If the global energy industry has an image problem, then metals producers increasingly find themselves in much the same boat. The need to turn grey metals green is rapidly moving up the agenda as the production of steel and aluminium in particular, comes into the spotlight as a result of its greenhouse gas emissions. If the industry is to continue to attract the brightest young talent among environmentally conscious millennials, there is a recognition that it needs to act fast to improve its credentials.

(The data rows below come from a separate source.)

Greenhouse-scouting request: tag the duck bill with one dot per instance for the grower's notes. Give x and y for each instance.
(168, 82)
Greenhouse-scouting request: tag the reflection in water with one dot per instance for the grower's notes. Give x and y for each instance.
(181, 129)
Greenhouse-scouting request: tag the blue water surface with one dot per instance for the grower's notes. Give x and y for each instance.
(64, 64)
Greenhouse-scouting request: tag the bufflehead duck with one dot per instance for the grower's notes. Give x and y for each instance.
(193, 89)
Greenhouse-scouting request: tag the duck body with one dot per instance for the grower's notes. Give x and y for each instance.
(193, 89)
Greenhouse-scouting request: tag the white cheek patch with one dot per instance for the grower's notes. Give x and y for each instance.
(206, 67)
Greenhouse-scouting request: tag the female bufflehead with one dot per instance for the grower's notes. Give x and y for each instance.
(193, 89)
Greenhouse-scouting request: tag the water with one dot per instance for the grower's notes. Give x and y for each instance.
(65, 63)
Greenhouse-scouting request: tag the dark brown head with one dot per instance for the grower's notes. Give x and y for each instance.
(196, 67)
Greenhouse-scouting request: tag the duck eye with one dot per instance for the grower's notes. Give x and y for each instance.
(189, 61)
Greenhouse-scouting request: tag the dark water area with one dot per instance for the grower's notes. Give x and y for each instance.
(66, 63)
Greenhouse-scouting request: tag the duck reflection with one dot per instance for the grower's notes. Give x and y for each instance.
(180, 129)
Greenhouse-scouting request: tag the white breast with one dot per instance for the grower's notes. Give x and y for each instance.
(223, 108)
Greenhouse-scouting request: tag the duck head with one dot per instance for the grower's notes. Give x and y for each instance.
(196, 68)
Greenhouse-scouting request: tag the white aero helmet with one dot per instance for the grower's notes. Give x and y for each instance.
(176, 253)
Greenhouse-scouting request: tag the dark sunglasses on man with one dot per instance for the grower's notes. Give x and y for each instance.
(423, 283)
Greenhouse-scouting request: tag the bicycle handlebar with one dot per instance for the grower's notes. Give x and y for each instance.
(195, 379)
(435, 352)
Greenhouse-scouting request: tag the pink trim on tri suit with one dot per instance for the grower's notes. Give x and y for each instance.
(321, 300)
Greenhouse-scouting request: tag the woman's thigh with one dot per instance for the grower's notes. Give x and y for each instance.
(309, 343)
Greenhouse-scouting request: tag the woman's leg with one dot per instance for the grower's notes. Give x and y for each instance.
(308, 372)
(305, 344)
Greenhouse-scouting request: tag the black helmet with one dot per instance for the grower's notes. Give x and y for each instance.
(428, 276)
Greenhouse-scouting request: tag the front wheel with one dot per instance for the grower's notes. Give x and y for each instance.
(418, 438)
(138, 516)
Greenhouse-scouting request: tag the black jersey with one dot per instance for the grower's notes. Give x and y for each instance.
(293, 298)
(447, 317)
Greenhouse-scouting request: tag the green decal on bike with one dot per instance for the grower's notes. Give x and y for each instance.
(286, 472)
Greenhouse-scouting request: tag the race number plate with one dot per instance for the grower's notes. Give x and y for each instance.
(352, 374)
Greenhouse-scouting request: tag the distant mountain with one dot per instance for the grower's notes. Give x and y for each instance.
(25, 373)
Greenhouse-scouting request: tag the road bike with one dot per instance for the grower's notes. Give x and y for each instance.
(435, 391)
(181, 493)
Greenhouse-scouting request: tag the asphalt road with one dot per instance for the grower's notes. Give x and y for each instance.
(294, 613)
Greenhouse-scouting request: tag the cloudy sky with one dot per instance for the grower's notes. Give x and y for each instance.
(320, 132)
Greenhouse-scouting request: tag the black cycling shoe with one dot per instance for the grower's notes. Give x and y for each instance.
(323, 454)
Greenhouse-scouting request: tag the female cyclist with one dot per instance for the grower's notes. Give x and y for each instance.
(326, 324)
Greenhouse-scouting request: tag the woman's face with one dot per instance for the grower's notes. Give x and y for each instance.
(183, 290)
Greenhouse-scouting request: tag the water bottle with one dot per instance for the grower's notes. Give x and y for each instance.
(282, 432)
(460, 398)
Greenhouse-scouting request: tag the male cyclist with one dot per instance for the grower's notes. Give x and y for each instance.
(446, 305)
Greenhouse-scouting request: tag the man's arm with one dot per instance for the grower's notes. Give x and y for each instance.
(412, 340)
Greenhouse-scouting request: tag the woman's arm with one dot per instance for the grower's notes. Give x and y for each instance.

Globally, the production of steel is responsible for between 7 and 9 per cent of all direct emissions from fossil fuels, with each tonne produced resulting in an average 1.83 tonnes of CO2, according to the World Steel Association. Aluminium production accounts for about 0.8% of global greenhouse gas emissions, and demand is rising. The global average of CO2 emissions for both primary and secondary aluminium is 11.5 tonnes per tonne of aluminium, but efforts are now taking place globally to reduce that number.
The growing trend for metal producers to invest in lowering the carbon footprint of their manufacturing processes and transition away from the burning of fossil fuels is now rapidly gathering pace.
Producers across the world are seeking out greener alternatives; in aluminium, for example, the manufacturing process requires a great deal of power. Therefore, organisations with access to cheaper sources of electricity, such as Aluminium Bahrain, have historically benefited from a natural advantage with regards to pricing. As several producers have developed green aluminium brands that make use of hydroelectric power instead of fossil fuels, they have yet to receive a price premium for that investment.
One example of a low-carbon brand is ALLOW by Rusal, which is produced with a carbon footprint of four metric tonnes of CO2 or less thanks to the ample hydropower available in Siberia. Rusal is working hard to reduce its environmental footprint and last year announced a programme to plant more than a million trees in Russia, the country’s biggest reforestation programme in history.